# Text Classification with NLTK

## Sentiment Analysis

Sentiment analysis is the automated process of understanding an opinion about a given subject from written or spoken language.

In a world where we generate 2.5 quintillion bytes of data every day, sentiment analysis has become a key tool for making sense of that data. This has allowed companies to get key insights and automate all kind of processes.

All Image Sources are from Google

![9dfa22538c7ecb71effb3486f50af186.jpg](attachment:9dfa22538c7ecb71effb3486f50af186.jpg)

![hqdefault.jpg](attachment:hqdefault.jpg)

![vader_1.jpg](attachment:vader_1.jpg)

Lets Classify and Analyse Wine Reviews

![YOU-HAD-MY.jpg](attachment:YOU-HAD-MY.jpg)

In [67]:
import numpy as np
import pandas as pd
import os
import re
import csv
import nltk
from nltk.corpus import stopwords
from nltk.tokenize import word_tokenize 


In [68]:
reviews_train = []
test_file='C:/Users/Chaitra C Mouli/Downloads/wine_reviews_test.csv'
train_file='C:/Users/Chaitra C Mouli/Downloads/wine_reviews.csv'


In [70]:
columns=[]
with open(train_file,encoding='utf8') as f:
    reader = csv.reader(f)
    next(reader)
    for row in reader:
        columns.append(row)
positive_reviews_train=[(col[2],'positive') for col in columns if int(col[4])>= 87]

In [71]:
positive_reviews_train[0]

("Moorooduc's estate Pinot Noir is a solid value among the boutique offerings from the Mornington Peninsula. There's a supple cushioning of flesh wrapped around a firm backbone of acid, while the flavors run from black cherry and mint through earthier notes of brown sugar and roasted parsnip.
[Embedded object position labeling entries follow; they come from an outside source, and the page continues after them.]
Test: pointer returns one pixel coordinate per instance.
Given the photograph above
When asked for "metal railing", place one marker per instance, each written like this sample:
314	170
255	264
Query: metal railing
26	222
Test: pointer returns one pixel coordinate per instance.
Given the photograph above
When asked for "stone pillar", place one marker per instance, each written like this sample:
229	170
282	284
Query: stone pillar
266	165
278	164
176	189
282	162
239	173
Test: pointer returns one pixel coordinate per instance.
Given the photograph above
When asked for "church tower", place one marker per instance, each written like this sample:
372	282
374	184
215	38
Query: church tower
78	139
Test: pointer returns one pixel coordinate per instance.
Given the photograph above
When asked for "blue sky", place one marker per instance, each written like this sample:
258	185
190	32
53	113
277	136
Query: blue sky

Drink now through 2020.",
 'positive')

In [72]:
columns=[]
with open(train_file,encoding='utf8') as f:
    reader = csv.reader(f)
    next(reader)
    for row in reader:
        columns.append(row)
negative_reviews_train=[(col[2],'negative') for col in columns if int(col[4]) < 87]

In [73]:
negative_reviews_train[0]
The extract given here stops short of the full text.